A test is considered flaky if you run it multiple times against the same build and sometimes it passes and sometimes it fails.
The flakiness score for a test represents the probability that a test fails but eventually passes if you run it repeatedly.
For example, let's say you have a test called myTest1
which has a flakiness score of 0.1. This means that if this test failed against 10 different commits, in 1 of those 10 commits, that failure was not a true failure. If you run that test repeatedly, it eventually passes. This test is slightly flaky.
Similarly, another test called myTest2
has a flakiness score of 0.9. If this test failed against 10 different commits, in 9 out of those 10 commits, you saw a false failure that retry will yield a passing result.

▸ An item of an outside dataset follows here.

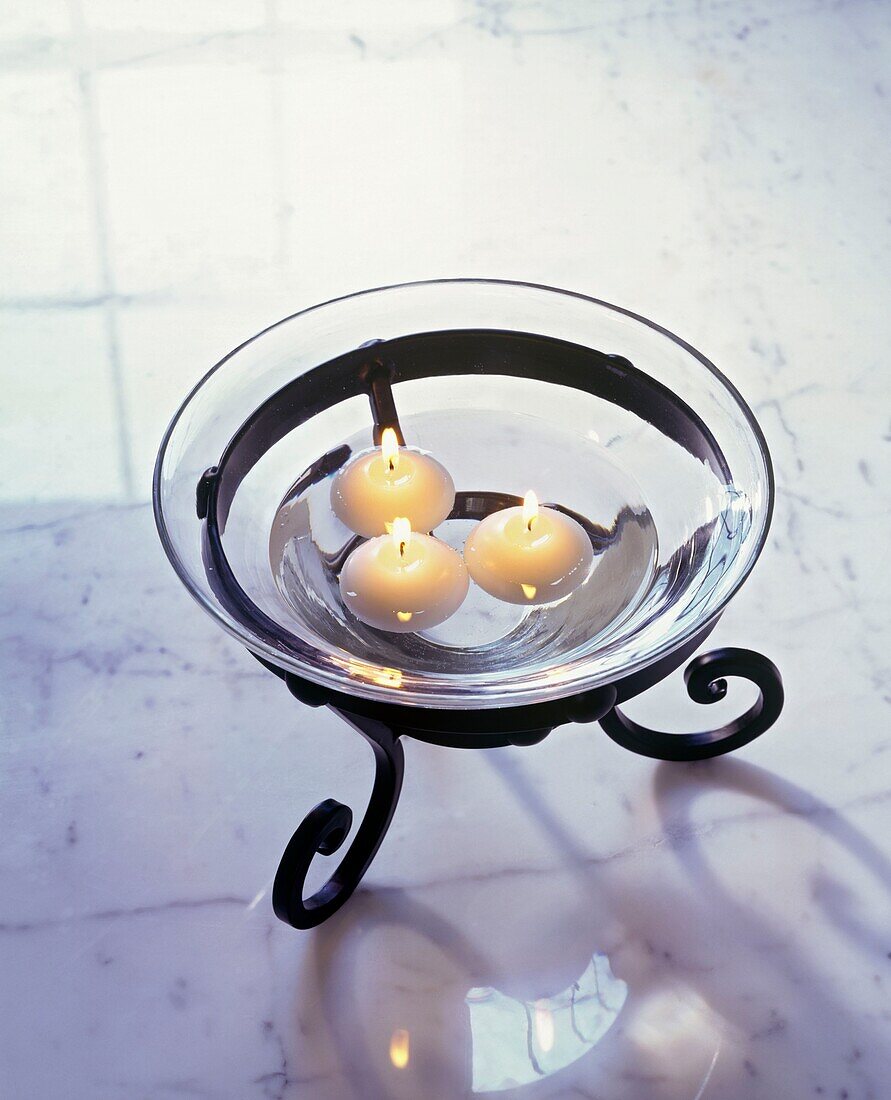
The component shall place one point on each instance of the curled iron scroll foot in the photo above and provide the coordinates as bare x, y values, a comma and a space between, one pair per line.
705, 683
326, 827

That test is very flaky and should be fixed.
The dashboard also includes the total duration of a flaky test. Since flaky tests are often retried multiple times, this adds up to lots of extra time running tests.
The total duration is useful for prioritizing which flaky tests to fix first.
For example, you might have a test that's very flaky (i.e. it has a high flakiness score) but either doesn't take very long to run each time, or it doesn't run very often, or both. In comparison, you might have a test that is less flaky but takes a very long time to run -- so you'll probably want to fix that first.
The table is currently sorted by flakiness score in descending order, not total duration.